La locomotiva tedesca rallenta: la Bundesbank taglia le stime della crescita. Shutterstock

ROMA – La locomotiva tedesca rallenta. La Bundesbank ha tagliato le stime della crescita del Pil della Germania, ma anche le nuove previsioni risultano più ottimistiche rispetto a quelle del Fondo monetario internazionale.

La Bundesbank taglia le previsioni
Quest'anno l'economia tedesca crescerà meno del previsto. La Bundesbank, infatti, ha rivisto al ribasso le previsioni per l'anno in corso e per il prossimo: dall'1,8% all'1,7% nel 2016 e dall'1,7% al all'1,4% per il 2018. Le stime sono tuttavia ancora superiori a quelle del Fondo monetario internazionale, che prevede solo l'1,5% per l'anno corrente. L'inflazione, invece, sembra in accelerazione sia per quest'anno che per i prossimi due poiché i prezzi al consumo dovrebbero crescere dell'1,5% nel 2017 e dell'1,7% nel 2018.

Crescita record nei primi mesi del 2016
La Germania sta rallentando, sebbene il trend della sua economia si confermi ancora una volta positivo. La locomotiva tedesca può vantare un aumento degli investimenti nel primo trimestre del 2016 tale da aver generato il più alto tasso di crescita economica nazionale degli ultimi due anni: lo 0,7% non solo è superiore alle aspettative dei mercati, ma è pari al doppio della crescita registrata durante l'ultimo trimestre dello scorso anno. Complessivamente, considerando il primo trimestre del 2016, l'economia tedesca è cresciuta più di tutte quelle del G-7, il gruppo dei principali Paesi industriali.

Il tallone d'Achille della Germania
Tuttavia, il tallone d'Achille della Germania resta ancora la carenza di domanda interna e nei prossimi mesi potrebbe risentire del calo del prezzo del greggio e dell'euro debole. Inoltre, la sua economia fortemente export-oriented continua a generare importanti squilibri macroeconomici nell'Eurozona. Vale la pena ricordare, a fronte del virtuosismo economico della locomotiva tedesca, che da otto anni infatti la Germania viola le regole comunitarie perché il surplus della sua bilancia commerciale continua a crescere sforando i parametri previsti dal trattato di Maastricht.

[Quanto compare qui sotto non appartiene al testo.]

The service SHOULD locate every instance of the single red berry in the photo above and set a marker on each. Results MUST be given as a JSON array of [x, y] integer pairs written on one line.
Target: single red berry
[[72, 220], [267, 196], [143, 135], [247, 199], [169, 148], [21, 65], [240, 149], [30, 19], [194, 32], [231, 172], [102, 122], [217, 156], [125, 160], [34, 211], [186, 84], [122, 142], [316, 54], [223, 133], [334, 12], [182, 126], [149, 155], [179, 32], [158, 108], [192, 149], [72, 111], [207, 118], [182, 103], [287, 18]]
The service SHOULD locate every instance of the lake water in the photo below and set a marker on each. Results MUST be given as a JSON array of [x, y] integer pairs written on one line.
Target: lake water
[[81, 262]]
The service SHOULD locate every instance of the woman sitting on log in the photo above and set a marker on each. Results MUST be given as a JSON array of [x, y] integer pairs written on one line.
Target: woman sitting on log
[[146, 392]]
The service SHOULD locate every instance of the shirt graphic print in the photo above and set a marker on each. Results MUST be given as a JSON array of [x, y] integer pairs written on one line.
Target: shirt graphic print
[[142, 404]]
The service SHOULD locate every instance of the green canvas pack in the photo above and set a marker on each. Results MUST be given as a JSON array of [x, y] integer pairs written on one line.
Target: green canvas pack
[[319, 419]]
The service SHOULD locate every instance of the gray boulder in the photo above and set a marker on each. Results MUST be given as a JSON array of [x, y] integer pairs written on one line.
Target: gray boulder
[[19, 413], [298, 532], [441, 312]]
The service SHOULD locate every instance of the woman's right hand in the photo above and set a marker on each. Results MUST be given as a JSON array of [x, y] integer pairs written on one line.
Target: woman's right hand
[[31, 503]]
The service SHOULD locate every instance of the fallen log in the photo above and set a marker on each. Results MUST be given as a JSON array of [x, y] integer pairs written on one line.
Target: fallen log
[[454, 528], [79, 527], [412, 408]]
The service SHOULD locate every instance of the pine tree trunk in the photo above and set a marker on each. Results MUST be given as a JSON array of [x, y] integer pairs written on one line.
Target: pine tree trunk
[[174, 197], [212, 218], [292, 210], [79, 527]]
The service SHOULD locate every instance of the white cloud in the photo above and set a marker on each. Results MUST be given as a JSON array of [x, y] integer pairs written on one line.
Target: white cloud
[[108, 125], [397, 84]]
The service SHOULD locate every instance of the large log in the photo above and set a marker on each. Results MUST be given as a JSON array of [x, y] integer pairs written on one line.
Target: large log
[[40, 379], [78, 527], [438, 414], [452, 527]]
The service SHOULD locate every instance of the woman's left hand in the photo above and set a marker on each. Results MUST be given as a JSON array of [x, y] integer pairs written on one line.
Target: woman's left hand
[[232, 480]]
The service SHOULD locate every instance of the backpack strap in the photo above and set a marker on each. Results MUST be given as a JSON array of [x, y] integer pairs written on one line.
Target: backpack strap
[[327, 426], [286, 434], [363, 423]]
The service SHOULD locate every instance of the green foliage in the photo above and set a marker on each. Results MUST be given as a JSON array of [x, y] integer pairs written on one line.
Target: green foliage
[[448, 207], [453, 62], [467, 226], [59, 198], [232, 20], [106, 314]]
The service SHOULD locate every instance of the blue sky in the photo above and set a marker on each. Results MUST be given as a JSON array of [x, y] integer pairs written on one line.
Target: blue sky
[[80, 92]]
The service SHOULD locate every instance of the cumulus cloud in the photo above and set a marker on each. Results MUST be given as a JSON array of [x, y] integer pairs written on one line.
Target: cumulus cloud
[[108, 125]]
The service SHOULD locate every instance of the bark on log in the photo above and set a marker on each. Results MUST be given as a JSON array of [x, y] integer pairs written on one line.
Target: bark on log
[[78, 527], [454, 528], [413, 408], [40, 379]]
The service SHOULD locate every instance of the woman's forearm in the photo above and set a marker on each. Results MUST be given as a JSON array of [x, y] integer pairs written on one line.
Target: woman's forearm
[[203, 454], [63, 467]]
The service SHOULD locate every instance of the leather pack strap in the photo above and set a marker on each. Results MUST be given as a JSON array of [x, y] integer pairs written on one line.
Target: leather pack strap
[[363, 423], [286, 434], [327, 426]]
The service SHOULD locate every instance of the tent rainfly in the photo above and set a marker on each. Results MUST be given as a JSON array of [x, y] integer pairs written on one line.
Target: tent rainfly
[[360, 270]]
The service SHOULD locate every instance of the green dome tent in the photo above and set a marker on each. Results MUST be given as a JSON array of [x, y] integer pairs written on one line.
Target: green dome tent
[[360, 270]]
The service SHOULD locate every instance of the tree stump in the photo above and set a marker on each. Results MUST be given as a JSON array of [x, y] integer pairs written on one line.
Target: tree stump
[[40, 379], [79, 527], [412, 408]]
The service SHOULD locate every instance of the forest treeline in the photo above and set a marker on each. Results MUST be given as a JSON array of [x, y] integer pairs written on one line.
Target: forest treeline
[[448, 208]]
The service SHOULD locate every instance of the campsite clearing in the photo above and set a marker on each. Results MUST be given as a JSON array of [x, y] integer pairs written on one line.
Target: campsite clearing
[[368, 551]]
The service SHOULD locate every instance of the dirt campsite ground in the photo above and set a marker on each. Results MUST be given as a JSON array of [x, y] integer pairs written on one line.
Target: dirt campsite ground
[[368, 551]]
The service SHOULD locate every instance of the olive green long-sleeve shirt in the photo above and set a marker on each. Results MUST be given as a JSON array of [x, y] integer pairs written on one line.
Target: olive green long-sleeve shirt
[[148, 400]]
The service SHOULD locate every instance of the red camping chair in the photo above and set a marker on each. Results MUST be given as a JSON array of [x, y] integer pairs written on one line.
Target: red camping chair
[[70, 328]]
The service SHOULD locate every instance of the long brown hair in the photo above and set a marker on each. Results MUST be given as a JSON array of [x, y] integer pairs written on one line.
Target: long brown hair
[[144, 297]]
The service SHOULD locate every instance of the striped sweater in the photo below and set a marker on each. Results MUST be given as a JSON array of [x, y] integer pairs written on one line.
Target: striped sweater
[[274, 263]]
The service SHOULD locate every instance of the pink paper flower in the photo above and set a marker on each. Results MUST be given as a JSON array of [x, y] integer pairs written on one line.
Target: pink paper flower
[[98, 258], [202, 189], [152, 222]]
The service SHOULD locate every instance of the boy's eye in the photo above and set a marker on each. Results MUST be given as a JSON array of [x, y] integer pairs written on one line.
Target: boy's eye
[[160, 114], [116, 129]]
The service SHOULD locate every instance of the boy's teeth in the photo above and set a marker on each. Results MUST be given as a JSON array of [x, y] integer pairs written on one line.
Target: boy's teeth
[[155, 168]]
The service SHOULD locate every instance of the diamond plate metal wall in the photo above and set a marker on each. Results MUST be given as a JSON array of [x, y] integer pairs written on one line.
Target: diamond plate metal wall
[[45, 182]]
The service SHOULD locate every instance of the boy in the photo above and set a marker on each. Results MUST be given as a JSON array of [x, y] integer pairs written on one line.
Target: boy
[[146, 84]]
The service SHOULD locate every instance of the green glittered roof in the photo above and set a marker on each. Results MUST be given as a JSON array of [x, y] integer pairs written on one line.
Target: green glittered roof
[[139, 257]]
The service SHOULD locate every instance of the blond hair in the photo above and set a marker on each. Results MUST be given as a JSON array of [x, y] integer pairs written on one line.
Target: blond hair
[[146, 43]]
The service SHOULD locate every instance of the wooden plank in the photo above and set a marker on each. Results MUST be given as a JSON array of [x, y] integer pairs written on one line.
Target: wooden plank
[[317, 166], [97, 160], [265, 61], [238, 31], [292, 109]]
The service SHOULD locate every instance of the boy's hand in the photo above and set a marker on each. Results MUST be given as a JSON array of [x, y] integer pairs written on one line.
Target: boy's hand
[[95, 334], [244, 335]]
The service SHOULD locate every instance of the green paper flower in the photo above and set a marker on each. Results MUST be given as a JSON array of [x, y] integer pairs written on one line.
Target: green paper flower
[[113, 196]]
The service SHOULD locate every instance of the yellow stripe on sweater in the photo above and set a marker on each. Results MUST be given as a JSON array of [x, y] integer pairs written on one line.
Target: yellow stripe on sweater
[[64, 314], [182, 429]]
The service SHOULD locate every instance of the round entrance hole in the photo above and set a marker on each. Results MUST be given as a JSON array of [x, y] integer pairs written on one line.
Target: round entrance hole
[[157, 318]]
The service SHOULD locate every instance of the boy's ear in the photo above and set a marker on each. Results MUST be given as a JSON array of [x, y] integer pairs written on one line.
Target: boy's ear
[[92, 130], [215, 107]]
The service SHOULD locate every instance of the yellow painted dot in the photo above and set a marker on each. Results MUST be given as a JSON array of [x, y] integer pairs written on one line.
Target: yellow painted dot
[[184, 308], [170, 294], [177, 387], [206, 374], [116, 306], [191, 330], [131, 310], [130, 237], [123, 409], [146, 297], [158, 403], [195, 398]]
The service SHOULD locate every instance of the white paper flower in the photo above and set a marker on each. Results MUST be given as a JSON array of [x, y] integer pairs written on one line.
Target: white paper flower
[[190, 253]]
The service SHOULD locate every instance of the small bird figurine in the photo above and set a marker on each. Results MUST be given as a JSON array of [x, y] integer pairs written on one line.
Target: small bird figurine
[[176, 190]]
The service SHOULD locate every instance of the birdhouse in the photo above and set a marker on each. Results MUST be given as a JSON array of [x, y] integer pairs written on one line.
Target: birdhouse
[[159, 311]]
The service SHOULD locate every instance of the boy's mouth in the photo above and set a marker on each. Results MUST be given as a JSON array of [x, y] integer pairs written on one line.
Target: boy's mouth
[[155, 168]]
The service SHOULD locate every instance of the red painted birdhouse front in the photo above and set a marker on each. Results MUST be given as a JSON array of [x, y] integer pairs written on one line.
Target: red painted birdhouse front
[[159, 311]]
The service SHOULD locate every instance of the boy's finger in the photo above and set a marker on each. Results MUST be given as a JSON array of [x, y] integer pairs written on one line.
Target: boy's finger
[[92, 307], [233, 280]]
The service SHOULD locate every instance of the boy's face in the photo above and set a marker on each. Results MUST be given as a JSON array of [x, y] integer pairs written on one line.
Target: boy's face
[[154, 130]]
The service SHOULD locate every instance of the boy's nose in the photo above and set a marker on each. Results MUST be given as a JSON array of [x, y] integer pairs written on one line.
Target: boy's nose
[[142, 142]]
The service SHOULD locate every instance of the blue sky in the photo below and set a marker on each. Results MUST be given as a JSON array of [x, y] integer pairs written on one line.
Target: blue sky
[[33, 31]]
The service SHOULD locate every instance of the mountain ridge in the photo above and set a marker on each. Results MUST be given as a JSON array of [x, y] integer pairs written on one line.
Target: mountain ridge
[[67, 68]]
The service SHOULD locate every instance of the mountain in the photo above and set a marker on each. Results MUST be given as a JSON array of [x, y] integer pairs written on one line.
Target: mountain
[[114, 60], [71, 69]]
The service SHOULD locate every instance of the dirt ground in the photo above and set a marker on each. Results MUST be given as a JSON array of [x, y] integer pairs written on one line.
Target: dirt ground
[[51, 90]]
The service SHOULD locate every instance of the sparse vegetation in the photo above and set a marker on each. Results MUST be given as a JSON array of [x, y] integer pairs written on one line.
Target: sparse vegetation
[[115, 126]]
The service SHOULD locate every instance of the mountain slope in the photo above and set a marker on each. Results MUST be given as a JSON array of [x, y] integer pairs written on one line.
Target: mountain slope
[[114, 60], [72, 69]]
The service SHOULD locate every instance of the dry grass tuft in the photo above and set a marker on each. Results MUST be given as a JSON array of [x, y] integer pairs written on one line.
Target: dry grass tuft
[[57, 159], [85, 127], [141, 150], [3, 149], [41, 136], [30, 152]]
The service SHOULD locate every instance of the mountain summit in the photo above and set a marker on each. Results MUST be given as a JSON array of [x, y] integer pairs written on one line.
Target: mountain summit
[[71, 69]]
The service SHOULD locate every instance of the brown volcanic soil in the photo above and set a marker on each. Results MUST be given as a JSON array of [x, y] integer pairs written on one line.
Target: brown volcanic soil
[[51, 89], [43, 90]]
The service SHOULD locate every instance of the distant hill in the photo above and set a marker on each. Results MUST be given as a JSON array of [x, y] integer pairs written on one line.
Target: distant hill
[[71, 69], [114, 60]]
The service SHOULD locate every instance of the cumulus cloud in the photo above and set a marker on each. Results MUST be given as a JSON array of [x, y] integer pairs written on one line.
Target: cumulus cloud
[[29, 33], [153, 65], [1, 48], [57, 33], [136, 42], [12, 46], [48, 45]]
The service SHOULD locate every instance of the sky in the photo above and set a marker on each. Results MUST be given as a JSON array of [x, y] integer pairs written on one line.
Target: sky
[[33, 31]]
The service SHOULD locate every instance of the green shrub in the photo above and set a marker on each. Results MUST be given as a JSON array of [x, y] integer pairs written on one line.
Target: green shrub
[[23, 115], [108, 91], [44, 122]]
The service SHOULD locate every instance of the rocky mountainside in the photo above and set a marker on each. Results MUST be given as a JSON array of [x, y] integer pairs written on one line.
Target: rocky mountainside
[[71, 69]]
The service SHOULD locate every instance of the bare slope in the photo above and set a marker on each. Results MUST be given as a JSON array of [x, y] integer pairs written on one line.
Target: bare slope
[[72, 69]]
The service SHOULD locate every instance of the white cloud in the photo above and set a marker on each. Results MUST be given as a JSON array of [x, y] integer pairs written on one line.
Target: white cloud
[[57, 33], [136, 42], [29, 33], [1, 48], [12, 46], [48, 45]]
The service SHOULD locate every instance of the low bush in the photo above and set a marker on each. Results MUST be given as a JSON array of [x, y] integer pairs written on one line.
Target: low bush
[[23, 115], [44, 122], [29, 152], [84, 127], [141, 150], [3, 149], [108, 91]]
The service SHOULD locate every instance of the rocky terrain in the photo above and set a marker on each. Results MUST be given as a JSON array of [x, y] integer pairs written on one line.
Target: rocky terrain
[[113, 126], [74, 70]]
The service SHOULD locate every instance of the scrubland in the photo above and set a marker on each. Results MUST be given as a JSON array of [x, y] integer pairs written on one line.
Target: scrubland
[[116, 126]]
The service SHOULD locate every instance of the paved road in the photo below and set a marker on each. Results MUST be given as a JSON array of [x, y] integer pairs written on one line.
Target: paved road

La violazione delle regole comunitarie
Nel 2014 il saldo delle partite correnti (cioè la differenza tra quanto un paese esporta e quanto importa dal resto del mondo) ha superato il 7% del Pil, violando in questo modo il limite del 6% del Pil previsto dalle regole europee. Non a caso, la sua condotta tutt'altro che esemplare ha indotto perfino il Fondo monetario internazionale a bacchettare la Germania. L'accusa è quella di essere troppo «formica»: se continua di questo passo finirà per strafare sul bilancio, accumulando una posizione di investimenti netta con l'estero pari a quasi il 90% del suo Pil, e questo mentre il resto di Eurolandia fatica a crescere (secondo molti osservatori proprio a causa dell'eccessiva parsimonia tedesca).